Die Schrift im Mittelpunkt.

Für alle Windows-User nun die Enttäuschung: „Fontcase“ liegt ausschließlich, wie auch der Mitspieler „FontExplorer X Pro” nur für Mac OS X-User vor. Nur Suitcase hat ein Auge auf Windows-User geworfen. Diese Mac-Exklusivität bekommt man aber auch gleich bei der Oberfläche zu spüren, die sich ganz Mac-like präsentiert. iTunes-User fühlen sich hier doch gleich zuhause. „Fontcase“ zeichnet das aus, was eine Font-Management-Software können muss: Sie präsentiert die Schriften in voller Pracht. Sei es eine Glyphen-Übersicht, Headline-Ansicht oder als Vorschau für komplette umfangreiche Fließtexte. Schon visuell lässt sich durch die Schriftenbibliothek mit Icon-Preview-Ansicht scrollen. Wie in iTunes lassen sich zudem Schriften informativ aufwerten und bewerten.

 

Organisationstalent.

Organisatorisch sortiert „Fontcase“ in Fontsammlungen, Smart-Ordnern (aktivierte Fonts, deaktiverte Fonts, Systemfonts usw.), websicheren Schriften, nach Sprachgebrauch (Greek, Latin usw.) oder sogar nach Schriftendesigner.

 

Auto-Aktivierung für Bequemliche.

Bei der Auto-Aktivierung hinkt „Fontcase“ seinen Mitkonkurrenten leider etwas hinterher.
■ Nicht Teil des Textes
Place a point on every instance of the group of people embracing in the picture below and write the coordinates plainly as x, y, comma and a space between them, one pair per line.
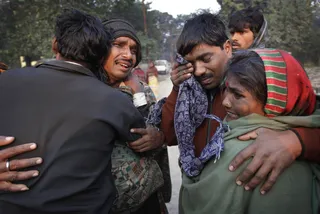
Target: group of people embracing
245, 122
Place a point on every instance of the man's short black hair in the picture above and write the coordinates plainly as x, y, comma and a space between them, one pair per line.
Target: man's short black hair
250, 18
206, 28
248, 69
82, 38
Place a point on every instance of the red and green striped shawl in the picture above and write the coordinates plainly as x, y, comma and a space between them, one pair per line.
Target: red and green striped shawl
276, 73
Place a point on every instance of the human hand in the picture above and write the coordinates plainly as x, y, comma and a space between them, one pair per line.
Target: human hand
151, 139
8, 170
133, 82
180, 73
272, 152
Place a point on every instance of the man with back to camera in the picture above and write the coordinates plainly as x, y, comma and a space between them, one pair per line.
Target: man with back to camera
72, 116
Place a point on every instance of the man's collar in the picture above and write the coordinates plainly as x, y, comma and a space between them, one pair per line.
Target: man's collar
66, 65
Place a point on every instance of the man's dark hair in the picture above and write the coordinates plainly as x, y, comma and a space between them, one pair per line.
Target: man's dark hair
250, 18
3, 66
81, 37
206, 28
248, 69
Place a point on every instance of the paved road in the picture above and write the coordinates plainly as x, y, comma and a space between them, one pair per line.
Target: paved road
165, 87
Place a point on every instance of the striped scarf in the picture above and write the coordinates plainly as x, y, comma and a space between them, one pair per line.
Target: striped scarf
289, 89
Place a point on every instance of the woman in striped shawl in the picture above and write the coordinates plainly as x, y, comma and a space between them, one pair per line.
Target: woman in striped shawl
263, 88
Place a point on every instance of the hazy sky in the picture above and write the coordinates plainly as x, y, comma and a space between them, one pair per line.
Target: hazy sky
175, 7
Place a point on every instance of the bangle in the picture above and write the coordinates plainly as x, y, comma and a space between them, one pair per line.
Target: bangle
139, 99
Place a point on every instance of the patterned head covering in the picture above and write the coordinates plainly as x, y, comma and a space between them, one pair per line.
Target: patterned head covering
289, 89
122, 27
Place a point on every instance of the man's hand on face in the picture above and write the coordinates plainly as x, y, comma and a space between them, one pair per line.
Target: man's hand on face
133, 82
151, 139
272, 152
180, 73
7, 176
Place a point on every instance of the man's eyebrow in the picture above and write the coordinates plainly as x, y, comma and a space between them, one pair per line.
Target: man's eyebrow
204, 55
235, 90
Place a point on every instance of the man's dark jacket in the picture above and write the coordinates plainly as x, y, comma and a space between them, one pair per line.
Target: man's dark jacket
74, 119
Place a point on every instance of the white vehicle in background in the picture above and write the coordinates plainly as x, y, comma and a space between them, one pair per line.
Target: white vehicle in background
163, 66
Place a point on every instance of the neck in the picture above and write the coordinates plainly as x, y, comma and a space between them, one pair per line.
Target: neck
59, 57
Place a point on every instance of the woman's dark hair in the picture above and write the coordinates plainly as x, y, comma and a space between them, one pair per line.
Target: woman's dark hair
81, 37
248, 69
250, 18
206, 28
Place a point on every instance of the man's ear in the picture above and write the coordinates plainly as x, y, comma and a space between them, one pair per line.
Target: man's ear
54, 45
228, 47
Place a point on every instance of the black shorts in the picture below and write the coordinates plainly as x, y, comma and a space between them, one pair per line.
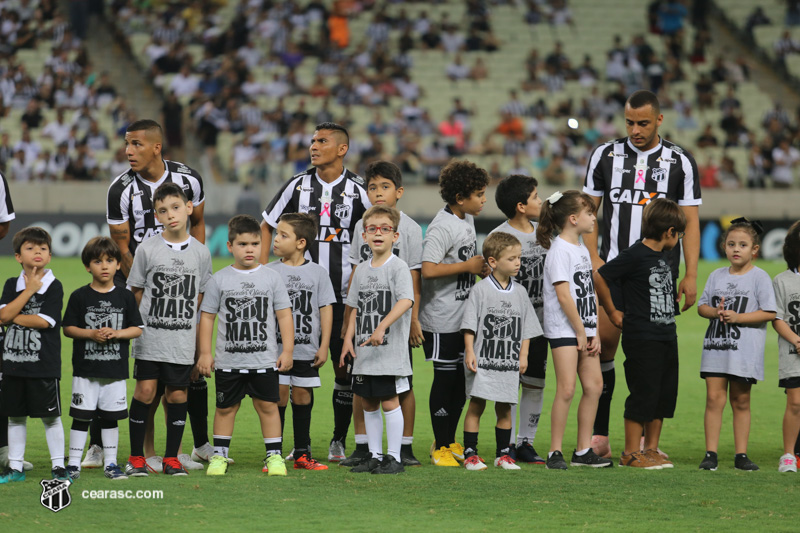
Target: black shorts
233, 386
170, 374
31, 397
379, 386
729, 377
446, 350
651, 372
537, 363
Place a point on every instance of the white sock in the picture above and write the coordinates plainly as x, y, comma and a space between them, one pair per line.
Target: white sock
77, 441
17, 434
110, 441
394, 432
374, 423
54, 435
530, 409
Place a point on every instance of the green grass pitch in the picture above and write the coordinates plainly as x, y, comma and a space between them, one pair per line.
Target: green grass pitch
441, 499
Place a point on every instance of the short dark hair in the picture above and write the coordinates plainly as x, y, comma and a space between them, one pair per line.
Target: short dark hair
384, 169
496, 242
659, 215
32, 234
381, 210
513, 190
332, 126
642, 98
169, 189
303, 225
459, 179
242, 224
100, 247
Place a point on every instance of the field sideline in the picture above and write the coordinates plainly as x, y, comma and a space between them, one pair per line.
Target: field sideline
442, 499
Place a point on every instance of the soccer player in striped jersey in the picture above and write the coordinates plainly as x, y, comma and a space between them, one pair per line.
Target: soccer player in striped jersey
339, 198
628, 173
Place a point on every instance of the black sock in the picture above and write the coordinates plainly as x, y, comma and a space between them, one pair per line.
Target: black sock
301, 421
198, 411
470, 443
137, 418
342, 408
176, 422
604, 405
502, 437
95, 435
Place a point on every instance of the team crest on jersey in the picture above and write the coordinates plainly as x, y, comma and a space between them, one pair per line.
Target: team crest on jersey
659, 174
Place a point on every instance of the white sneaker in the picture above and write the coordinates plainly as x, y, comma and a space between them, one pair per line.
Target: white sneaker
94, 457
788, 463
203, 453
188, 464
154, 464
336, 452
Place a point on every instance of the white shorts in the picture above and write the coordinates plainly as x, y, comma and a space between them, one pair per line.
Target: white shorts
98, 397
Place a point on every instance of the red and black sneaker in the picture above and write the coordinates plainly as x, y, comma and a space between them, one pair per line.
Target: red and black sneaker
136, 467
173, 467
306, 462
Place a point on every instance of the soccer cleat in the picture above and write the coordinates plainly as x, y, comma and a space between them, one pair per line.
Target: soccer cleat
742, 462
94, 457
136, 467
474, 463
60, 473
556, 461
601, 446
458, 452
367, 466
506, 463
356, 458
203, 453
527, 454
155, 464
336, 452
443, 457
10, 476
217, 466
173, 467
74, 472
275, 465
112, 471
709, 462
788, 463
658, 458
188, 464
407, 456
306, 462
389, 465
638, 460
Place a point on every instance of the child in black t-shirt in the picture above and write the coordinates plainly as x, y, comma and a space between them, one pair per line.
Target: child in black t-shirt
649, 338
101, 319
31, 308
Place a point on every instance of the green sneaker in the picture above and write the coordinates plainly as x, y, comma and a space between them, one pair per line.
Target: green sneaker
276, 465
217, 466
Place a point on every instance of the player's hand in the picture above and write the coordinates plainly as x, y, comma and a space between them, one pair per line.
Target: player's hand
471, 362
616, 318
285, 362
415, 337
475, 264
320, 358
688, 288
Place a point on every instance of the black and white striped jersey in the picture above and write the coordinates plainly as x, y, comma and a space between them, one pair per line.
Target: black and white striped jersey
130, 199
339, 205
628, 179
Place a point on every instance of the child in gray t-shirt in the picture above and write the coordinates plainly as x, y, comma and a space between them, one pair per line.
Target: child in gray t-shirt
381, 296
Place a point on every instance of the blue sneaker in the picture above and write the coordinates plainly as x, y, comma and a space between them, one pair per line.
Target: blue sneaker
11, 475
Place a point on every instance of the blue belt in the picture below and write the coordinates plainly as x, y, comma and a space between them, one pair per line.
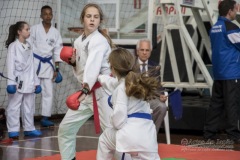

Was bei „Suitcase Fusion 3“ oder „Linotype Font Explorer X Pro“ wunderbar funktioniert, hakt es bei der aktuellen „Fontcase“-Version 1.5.3 noch etwas. Öffnet man ein Dokument in dem Schriften enthalten sind, die noch nicht vorab aktiviert wurden, so streikt er bei Adobe InDesign. Andere Programme wie Illustrator beherrscht das Programm jedoch. Was jedoch schade ist, da InDesign wohl zu einem der meist genützten Programmen gehört, die täglich von Gestaltern verwendet werden. Bohemien Coding schlägt für das InDesign-Problem eine alternative aber auch komplizierte Lösung vor: Zuerst muss das Dokument mit den nicht oder teilweise aktivierten Schriften geöffnet werden und darauffolgend zu zu „Fontcase“ gewechselt werden. Mit der Funktion im Menü „Activate Fonts in InDesign“ lassen sich nun alle gebrauchten Schriften aktivieren. Dies ist für jedes Dokument auszuführen, was ziemlich mühsam werden kann. Hoffentlich gibt es in einem Update hierfür bald eine bessere Lösung.

 

Noch was für oben drauf.

Ein kleines Schmankerl ist die Plugins-Funktion, die auf der Herstellerwebsite angeboten wird. Hier kann zum Beispiel mit einem Plugin die System-Font-Cache entleert werden, etc. Die meisten Plugins können jedoch das, was wiederum Mitmischer bei Font-Management-Programmen standardmäßig anbieten.

 

Erst gucken – dann kaufen.

Wer sich erst mal mit der Font-Management-Software vor dem Kauf anfreunden will, hat die Möglichkeit 15 Tage lang diese kostenlos anzutesten. Trial- und Vollversion liegen jedoch leider nur in englischer Sprache vor.

 

Fazit.

„Fontcase“ weißt absolute Stärken im Management und in der Optik auf. Für einen ansprechenden Preis von 42 EUR zeigt er seinen Konkurrenten, dass Font-Management nicht teuer sein muss. Jedoch sollte bei der Auto-Aktivierung nachgebessert werden. Ebenso wäre eine deutsche Version sehr wünschenswert, wobei in „Fontcase“ die Schrift an sich im Mittelpunkt steht.